Sometimes what a speaker means to emphasize and what a listener hears are two very different things. Subtle cues—like a rise in pitch—can be missed. That’s especially true when either the speaker or listener is using a language other than his or her native one.

Those language miscues are what most intrigue new UK professor Mingzhen Bao.

In just her first semester at UK on a joint appointment with the Linguistics Program and the Department of Modern and Classical Languages, where she teaches Chinese, Bao is poised to begin cutting-edge research on production and perceptions of speech prosody in Chinese.

By next semester, Bao will have her new phonetics lab at UK up and running, ready to perform experiments to analyze how American students learning and listening to Chinese perceive Chinese focus and accent as well as tonal distinctions.

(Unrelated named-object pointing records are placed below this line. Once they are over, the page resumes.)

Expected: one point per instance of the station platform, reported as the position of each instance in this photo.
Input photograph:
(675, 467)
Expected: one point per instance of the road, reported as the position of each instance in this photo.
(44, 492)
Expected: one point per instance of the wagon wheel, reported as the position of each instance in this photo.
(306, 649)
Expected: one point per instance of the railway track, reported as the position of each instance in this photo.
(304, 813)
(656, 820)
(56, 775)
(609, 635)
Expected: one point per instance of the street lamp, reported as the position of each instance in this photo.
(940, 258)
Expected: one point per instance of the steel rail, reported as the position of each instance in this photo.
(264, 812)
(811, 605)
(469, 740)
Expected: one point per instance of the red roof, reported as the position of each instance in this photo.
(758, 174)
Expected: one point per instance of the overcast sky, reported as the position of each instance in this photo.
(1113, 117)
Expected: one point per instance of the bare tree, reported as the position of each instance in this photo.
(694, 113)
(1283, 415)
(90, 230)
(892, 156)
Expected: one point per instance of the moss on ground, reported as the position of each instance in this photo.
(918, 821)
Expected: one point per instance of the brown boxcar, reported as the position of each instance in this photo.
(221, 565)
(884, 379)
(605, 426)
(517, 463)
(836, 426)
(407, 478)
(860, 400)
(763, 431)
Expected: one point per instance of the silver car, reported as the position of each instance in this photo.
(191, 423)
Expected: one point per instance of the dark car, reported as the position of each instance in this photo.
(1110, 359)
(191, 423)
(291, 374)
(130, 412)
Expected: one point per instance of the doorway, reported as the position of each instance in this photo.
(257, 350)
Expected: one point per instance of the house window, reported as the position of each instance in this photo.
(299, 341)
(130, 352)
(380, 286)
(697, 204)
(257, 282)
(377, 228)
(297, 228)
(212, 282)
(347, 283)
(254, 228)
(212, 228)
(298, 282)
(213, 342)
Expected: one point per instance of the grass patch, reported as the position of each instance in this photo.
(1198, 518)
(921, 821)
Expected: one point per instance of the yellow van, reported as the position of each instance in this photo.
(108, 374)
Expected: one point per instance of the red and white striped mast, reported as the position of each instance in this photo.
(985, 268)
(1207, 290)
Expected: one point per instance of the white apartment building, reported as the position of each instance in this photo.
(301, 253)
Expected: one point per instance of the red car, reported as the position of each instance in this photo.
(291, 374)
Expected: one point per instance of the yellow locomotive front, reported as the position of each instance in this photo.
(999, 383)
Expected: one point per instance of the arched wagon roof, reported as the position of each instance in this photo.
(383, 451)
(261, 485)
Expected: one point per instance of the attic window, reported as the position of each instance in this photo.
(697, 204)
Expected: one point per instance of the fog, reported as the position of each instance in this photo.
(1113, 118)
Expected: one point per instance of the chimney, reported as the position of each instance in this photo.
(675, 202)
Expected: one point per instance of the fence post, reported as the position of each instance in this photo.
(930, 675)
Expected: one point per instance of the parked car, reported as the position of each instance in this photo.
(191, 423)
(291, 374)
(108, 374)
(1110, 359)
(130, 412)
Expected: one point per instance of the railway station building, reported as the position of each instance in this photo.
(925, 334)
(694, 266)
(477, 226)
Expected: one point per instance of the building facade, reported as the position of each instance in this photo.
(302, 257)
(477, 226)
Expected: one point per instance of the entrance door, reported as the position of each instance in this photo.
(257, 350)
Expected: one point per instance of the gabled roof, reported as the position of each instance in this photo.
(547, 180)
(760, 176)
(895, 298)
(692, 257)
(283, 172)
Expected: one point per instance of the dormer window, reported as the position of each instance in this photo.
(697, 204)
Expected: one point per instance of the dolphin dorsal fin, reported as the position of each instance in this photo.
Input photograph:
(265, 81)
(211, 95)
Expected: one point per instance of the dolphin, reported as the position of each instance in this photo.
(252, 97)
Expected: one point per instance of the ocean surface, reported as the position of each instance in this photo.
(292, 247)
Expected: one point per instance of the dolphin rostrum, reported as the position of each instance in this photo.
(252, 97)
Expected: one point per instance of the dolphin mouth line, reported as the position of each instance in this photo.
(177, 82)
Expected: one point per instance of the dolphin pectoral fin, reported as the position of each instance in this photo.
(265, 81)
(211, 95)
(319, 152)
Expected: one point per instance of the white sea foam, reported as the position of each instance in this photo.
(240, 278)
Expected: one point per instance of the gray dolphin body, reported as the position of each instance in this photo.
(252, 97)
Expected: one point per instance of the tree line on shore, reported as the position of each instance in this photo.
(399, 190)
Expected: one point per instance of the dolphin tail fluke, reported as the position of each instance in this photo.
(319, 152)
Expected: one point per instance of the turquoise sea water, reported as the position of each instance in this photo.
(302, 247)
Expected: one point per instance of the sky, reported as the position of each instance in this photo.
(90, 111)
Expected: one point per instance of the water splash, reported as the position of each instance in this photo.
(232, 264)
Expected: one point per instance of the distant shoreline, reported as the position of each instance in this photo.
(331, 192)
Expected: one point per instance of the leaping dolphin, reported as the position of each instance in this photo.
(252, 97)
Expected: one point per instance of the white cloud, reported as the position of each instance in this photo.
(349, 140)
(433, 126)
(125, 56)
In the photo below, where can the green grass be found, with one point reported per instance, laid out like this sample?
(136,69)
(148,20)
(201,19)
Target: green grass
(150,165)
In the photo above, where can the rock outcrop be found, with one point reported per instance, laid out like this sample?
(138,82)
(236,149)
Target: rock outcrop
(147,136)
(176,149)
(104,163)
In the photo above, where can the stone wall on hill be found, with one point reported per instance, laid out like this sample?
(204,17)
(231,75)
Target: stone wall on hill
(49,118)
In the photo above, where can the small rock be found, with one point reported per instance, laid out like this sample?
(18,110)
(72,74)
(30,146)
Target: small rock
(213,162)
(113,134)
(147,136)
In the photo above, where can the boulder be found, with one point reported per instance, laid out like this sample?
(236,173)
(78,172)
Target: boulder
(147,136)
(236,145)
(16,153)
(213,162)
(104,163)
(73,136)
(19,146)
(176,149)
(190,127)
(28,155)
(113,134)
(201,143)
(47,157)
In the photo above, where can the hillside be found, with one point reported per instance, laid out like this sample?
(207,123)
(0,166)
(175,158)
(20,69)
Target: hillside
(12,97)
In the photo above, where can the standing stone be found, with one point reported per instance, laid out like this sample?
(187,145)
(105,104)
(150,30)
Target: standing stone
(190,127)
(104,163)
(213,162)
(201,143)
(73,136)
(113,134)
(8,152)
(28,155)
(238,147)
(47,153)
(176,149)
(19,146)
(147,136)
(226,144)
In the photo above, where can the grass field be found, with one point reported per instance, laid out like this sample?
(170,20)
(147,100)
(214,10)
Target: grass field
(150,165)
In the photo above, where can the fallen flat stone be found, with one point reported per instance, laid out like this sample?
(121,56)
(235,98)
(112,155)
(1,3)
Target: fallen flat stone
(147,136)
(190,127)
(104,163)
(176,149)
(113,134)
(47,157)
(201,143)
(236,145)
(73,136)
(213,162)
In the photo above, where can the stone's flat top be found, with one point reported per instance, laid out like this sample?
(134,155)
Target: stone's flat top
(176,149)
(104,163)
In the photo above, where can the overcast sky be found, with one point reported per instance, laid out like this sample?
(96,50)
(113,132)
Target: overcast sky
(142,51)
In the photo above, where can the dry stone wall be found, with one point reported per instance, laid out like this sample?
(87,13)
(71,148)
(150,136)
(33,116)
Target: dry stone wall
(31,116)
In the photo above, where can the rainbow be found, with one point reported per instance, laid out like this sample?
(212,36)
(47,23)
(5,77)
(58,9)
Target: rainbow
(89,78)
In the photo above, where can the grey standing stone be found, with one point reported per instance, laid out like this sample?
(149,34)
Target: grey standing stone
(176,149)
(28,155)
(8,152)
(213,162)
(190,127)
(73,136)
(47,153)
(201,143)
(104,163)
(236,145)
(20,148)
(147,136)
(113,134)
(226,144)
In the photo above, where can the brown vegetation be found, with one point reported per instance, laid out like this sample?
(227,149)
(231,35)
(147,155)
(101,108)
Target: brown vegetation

What she learns could then help inform and improve the ways Chinese is taught as a second language.

The research will be an expansion and extension of Bao’s earlier dissertation work, which she completed in earning her PhD in linguistics from the University of Florida in 2008. In that research, she analyzed native speakers production and perception of prominence among lexical tones in Mandarin Chinese.

Bao is eager to expand her work to include second language learners, and she feels her joint appointment as an instructor of both linguistics and Chinese at UK is ideal for her particular research interests.

“My position here is a great match with my teaching and research interests. I have teaching interests in both language and linguistics courses. Here I can teach the language and get new ideas for my research in terms of how students acquire Chinese language skills, and study those from a linguistics perspective,” said Bao, a native of Hangzhou, China, and a graduate of China’s Zhejiang University, where she earned an undergraduate degree in English and a master’s degree in applied linguistics.

In her lab, Bao will have students record and listen to Chinese utterances. She will use spectrograms to chart their production of the acoustic parameters of those sounds, and use behavioral experiments for trainings and perception tests of sound discrimination and identification.

“We examine acoustic parameters to exploit how native speakers create emphases by producing utterances that contain contrastive focus and sentential accent. And then we compare parameters in production with cues used in perception of linguistic prominence to investigate if there are any (mis)matches in-between,” Bao explained.

Bao’s specialized knowledge of phonetics makes her an “absolutely stellar addition to UK’s linguistics faculty,” said Greg Stump, UK’s Linguistics Program director. “Her research draws upon the methods of both phonetics and psycholinguistics and has direct and profound implications for theories of language processing and acquisition, not only in relation to Chinese but in relation to the thousands of other tone languages spoken on this planet.”

Bao’s addition to the Modern and Classical Languages Department faculty has allowed UK to offer a 400-level, advanced Chinese class for the first time. Bao currently has five students in her advanced class, but she hopes that number will grow as Chinese course offerings at UK continue to expand and more introductory sections are offered.

As China solidifies its presence as a global power in the world’s economy, more and more students will want to learn Chinese in order to do business there, Bao said. Already, her UK students come from a variety of disciplinary interests—from economics and international relations to engineering.

Bao is excited by the momentum of the Chinese and Asian programs at UK, citing recent and planned new hires of faculty to focus on Chinese and Japanese language, literature, culture, and the goal of eventually offering majors and minors in Chinese and Japanese.

“Within two years we are looking at four new faculty members in this division. That is really exciting,” she said.

With just a few months at UK behind her, Bao has also been energized by the supportive research and learning atmosphere here, she said.

“We have a lot of seminars open to both faculty and students, where for example all the instructors of introductory linguistics can come together and share experiences to improve our teaching in the courses. And there have been career development seminars for young faculty members. All of these things make you feel like you’re being welcomed and at the same time give you an opportunity to make contributions to the learning environment here.”